Andy Murray’s ‘kids have no interest’ in tennis as he also opens up about creating new routines after he retires
Sometimes the apple does fall far away from the tree and in Andy Murray’s case there are several apples and none of his children are particularly keen on tennis.
Murray and his wife Kim Sears are parents to four kids with their eldest daughter Sophia born in February 2016 before Edie – also a girl – arrived two years later with the couple not giving the exact date of birth. Their son Teddy was born in October 2019 while their youngest – a girl – was born in March 2021 although the parents are yet to publicly reveal her name.
So does any of their children take after their famous dad and show an interest in taking up tennis?
“My eldest [Sophia, seven] loves animals, so we got a couple of rabbits the other day. She’s a lot more interested in the pets than anything tennis related,” three-time Grand Slam winner Murray told Stuart Fraser of The Times.
“It is quite interesting because some of their school friends, whether it’s through their families or whatever, will watch. But my kids have no interest.”
Murray, of course, is in the twilight of his career as at the age of 35 – he turns 36 in May – he is not sure how many more years he has left as a tennis player.
Having spent nearly two decades on the ATP Tour, naturally there will be a big void once he does hang up his racket.
READ MORE: Andy Murray eyes 800-match wins before retiring
The former world No 1 believes there will be ways to fill a part of that hole, but some things can’t be replaced.

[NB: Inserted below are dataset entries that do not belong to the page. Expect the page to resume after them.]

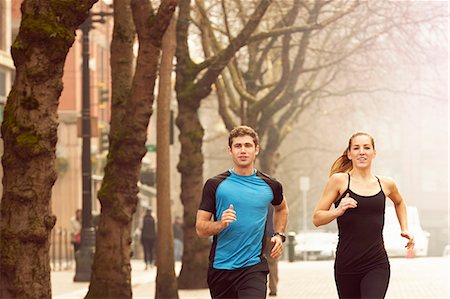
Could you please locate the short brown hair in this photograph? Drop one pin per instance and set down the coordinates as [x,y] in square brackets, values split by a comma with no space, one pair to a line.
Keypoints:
[243,131]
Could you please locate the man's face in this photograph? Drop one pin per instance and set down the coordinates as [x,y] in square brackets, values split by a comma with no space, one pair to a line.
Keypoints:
[243,151]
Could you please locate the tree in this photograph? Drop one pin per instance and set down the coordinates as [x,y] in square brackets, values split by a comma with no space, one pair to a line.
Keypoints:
[29,131]
[193,84]
[289,67]
[166,283]
[111,270]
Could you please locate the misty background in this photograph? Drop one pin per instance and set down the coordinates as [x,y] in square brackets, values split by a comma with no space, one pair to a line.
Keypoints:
[402,101]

“I don’t think I should have an expectation that anything will replace it necessarily, but there are things like coaching, and I’ll definitely try to play other sports, like golf and stuff,” he said. “The thing that I guess I probably will miss the most is obviously the competition, but also the drive to always be learning and keep getting better at something.
“This is a small thing, but for me it matters: through the first few tournaments of the year, my first-serve percentage is the highest it’s ever been in my career [an average of 62.5 per cent]. Even though it’s a 3 or 4 per cent difference, that stuff matters to me, small details and things that I’m still working on to try to get better.
“I think that’s probably the thing that, along with the competition, will be like, when you wake up in the morning, what are you trying to get better at, what are you trying to improve? It’s the routine that I will miss the most and will be hardest to replace.
“Certain parts of that I can replace with the routines with the children, like getting them ready for school drop-offs, pick-ups and those sorts of things. I will create different routines, but obviously it’s a bit different.”